A broken nights sleep with the anchor alarm going off every couple of hours as we pulled up on the chain to the extent our scope with the tide and wind, that coupled with a local Thai fishing boat that had anchored close to us and drifted within 5 meters at one point, only to all be awoken by us blasting them with an air horn to say "too close, too close". They moved on but you don't really sleep soundly after incidents like that. The hope is to sleep in in the morning.
Our morning peace was broken by the arrival of a fast speed boat full of tourists, both by the noise of the engines and the wake that they create as they zoom past our bow. I am sure they think it is great fun to see if they can roll the yachties out of bed by the wash they create ....ha ha !! And then they came, 10 in total over the next half hour and once again were lined up along the beach. I guess everyone wants a piece of this paradise. Late morning one of the public moorings had become available so we up anchored and moved to the spot. Upon diving it looked to be secure and sturdy and would give us more peace of mind and a better nights sleep than the previous night. 
We spent the day snorkelling and again the fish life was impressive. The water is probably the clearest we have come across yet, so this place has to rank above the Surins islands for us. By late afternoon the speed boats had all departed and the place was peaceful once again. Ashore for dinner to the only restaurant catering for the campers, chicken in ginger and chicken in garlic and vegetables with steamed rice and two beers for 400 TB (AUS$13) - hard to beat. 

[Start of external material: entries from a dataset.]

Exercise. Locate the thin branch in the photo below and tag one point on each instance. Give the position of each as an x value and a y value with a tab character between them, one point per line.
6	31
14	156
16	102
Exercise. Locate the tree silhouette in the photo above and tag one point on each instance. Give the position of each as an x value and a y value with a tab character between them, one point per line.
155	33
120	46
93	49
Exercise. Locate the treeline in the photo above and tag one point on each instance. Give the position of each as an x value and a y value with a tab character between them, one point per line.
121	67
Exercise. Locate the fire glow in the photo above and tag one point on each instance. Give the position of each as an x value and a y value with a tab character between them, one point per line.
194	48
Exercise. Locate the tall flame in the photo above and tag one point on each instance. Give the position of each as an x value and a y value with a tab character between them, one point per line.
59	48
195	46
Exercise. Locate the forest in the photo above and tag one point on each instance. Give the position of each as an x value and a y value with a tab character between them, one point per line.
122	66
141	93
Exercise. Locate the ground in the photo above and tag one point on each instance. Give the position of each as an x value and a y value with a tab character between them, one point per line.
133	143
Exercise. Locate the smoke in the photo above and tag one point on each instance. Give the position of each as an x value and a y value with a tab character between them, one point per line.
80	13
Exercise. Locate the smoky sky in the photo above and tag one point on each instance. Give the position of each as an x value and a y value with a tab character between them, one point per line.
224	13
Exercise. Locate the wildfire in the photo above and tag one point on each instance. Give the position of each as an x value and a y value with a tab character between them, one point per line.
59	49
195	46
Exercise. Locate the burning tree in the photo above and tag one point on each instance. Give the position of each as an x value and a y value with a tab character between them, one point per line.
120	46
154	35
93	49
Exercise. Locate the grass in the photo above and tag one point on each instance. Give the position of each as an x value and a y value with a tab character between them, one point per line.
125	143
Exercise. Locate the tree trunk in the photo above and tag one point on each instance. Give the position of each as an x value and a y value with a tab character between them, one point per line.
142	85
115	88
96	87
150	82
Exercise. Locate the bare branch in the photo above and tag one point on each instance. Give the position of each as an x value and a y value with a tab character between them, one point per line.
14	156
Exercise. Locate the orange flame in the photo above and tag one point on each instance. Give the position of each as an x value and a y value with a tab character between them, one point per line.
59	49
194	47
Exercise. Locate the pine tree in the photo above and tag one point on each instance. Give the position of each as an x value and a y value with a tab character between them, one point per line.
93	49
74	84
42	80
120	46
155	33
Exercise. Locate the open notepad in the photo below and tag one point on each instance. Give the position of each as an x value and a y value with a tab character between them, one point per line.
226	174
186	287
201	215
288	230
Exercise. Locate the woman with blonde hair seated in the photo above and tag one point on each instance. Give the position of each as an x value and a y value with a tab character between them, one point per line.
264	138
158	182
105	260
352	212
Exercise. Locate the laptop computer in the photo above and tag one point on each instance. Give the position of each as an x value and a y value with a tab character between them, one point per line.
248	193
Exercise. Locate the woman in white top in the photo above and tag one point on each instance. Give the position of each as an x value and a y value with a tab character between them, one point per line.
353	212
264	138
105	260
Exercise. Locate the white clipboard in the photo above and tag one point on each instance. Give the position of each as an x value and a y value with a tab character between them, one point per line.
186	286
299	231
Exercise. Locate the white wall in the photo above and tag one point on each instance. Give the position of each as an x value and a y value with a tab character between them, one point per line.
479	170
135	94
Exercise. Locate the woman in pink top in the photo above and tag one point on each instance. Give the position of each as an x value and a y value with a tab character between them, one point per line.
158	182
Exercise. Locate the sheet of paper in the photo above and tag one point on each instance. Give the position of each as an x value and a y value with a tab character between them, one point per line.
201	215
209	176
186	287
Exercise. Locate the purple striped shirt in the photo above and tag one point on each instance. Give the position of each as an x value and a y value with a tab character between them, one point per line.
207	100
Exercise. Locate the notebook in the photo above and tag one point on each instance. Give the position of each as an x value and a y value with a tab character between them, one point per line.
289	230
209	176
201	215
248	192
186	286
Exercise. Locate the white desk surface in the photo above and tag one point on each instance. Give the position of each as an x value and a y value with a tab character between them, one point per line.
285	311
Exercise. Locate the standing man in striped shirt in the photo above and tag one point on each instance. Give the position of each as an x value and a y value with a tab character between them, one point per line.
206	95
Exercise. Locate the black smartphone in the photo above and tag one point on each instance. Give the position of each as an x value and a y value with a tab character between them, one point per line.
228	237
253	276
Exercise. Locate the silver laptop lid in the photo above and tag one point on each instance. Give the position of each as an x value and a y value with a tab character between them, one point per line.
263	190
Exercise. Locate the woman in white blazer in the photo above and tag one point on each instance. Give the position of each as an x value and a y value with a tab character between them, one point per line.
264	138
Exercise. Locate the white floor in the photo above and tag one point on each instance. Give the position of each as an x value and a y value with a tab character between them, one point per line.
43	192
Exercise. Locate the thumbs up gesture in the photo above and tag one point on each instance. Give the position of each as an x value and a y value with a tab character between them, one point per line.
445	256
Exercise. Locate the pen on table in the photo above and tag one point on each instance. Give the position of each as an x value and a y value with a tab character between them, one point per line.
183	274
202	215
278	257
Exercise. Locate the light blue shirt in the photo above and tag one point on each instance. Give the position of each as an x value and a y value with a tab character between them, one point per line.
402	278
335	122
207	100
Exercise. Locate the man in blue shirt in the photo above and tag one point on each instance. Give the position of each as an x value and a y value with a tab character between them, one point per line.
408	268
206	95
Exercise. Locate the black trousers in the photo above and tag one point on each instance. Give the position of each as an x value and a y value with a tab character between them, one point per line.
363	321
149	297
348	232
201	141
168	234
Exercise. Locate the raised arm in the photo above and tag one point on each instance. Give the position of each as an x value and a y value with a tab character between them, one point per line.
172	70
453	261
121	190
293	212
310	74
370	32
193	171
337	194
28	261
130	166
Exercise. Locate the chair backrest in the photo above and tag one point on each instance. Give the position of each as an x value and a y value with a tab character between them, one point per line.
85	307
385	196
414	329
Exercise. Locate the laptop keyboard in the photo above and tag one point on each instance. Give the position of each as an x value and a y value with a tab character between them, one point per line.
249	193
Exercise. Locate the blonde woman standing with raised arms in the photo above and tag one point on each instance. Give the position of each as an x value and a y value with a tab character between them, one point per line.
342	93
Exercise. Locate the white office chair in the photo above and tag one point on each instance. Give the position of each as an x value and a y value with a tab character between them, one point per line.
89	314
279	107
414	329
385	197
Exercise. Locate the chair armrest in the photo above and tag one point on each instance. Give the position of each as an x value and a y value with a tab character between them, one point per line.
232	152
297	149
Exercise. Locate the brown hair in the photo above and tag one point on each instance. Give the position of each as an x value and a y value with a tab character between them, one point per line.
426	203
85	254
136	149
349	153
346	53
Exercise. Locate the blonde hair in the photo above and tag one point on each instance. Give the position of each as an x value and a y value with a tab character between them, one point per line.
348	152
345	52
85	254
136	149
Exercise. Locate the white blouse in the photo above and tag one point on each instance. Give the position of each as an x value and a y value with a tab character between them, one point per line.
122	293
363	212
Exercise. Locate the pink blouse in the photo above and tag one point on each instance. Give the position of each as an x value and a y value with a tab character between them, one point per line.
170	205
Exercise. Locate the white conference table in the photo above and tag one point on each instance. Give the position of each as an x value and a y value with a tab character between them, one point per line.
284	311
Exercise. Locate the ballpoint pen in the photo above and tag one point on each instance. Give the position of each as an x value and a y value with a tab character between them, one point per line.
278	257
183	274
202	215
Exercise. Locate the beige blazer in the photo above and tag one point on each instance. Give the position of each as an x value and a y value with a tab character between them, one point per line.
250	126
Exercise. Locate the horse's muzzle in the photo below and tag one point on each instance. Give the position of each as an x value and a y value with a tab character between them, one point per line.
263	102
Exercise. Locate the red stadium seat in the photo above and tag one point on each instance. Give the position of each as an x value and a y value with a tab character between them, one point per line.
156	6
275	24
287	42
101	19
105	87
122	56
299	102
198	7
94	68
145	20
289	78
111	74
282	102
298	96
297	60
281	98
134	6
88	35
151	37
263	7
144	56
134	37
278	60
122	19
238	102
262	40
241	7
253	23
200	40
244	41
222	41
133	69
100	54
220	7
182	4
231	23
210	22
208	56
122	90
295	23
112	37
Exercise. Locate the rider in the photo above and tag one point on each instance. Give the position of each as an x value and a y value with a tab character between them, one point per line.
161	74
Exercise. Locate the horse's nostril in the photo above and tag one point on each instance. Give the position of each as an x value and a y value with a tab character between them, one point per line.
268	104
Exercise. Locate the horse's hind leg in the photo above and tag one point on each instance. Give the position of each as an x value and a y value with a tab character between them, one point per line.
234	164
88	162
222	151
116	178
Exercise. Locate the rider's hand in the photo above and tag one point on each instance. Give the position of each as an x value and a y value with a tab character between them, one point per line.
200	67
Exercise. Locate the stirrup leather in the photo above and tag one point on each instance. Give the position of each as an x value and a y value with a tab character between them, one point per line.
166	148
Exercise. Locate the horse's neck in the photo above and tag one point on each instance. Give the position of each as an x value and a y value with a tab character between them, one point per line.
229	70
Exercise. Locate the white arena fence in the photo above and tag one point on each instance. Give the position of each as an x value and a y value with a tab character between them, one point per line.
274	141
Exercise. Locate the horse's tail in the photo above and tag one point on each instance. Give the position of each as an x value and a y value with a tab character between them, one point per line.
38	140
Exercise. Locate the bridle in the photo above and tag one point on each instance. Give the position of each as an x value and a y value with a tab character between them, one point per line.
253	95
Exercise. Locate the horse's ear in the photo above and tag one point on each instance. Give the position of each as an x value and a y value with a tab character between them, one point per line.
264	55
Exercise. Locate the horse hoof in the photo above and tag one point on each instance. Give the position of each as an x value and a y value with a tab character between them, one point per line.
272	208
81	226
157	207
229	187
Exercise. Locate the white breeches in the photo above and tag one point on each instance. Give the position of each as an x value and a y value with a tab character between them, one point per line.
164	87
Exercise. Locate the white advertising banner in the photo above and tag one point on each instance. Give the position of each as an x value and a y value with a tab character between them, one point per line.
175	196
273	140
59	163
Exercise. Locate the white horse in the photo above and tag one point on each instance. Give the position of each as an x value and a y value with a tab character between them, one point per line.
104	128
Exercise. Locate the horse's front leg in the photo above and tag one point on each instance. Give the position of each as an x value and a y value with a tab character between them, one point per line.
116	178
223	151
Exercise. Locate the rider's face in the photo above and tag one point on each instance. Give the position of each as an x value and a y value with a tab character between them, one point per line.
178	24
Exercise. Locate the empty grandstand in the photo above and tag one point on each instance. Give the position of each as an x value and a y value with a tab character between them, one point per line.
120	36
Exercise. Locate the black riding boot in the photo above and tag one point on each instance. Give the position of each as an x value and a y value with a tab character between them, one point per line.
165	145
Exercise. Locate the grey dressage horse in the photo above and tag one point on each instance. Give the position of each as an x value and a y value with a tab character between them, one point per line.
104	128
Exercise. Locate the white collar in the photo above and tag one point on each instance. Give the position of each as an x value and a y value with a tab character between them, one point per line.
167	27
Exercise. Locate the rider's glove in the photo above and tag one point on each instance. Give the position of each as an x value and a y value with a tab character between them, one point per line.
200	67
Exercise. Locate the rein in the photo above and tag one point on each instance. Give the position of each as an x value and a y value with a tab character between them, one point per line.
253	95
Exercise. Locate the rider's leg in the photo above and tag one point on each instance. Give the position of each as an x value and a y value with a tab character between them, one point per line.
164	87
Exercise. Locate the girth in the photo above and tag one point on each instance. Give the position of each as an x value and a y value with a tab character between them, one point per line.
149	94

So it's away from here in the morning and south to Ko Lipe.
We thought Ko Phayam was our pick of the spots so far, that was until we found Ko Lipe. Meeting up with Totem coming from another direction, we both dropped anchor on the north side of Ko Lipe, the smallest of the main islands in the Butang group. Wow, what a place. As beautiful as Ko Phayam but a bit more happening. Tourism is further advanced here but thankfully the new accommodation has been built in the timber bungalow style and quite in keeping with the setting of the island. The sandy beaches were once again the finest and whitest of grains, the waters aqua turquoise blue and the vegetation lush and green. In the distance we could make out the island of Tarantoa, our mid way point from here to Satun on the mainland. A couple of small restaurants on the beach and our meeting point for sundowners - the Boom Boom Bar. Before that, we followed the dirt road across to the other side of the island, the arrival point for all tourists. This was definitely the busy side with 'long tails' filling the beach and wall to wall cafés, souvenir, dive shops, restaurants and massage salons on shore. Lots of backpackers coming and going - reminded us of Gili Air but maybe a bit funkier. This would be worth revisiting tomorrow. Back across to our side, we settled in to the bar to watch the sun go down behind our boats, the background music was a reggae beat to Pink Floyd's words and music - rather cool !!
 

Interesting neighbours ....do you move from one to the next?

 
 
 
The next day Behan and I headed back into town for a pedicure, what should only have been a 15 minute stroll. One dirt track looks much like the next one and after wandered around for 3/4 hour and still finding ourselves in the midst of local dwellings, we got a 'taxi' for 100TB ($3) who dropped us right in the main part of town. Now we know where all the old golf buggies from Japanese golf courses end up- they are pensioned off to Ko Lipe as taxis. We then settled in for some pampering and enjoyed an hours pedicure and came out with the best looking toes around. Met the guys for lunch then back to the boat for an afternoon siesta before gathering for sundowners again.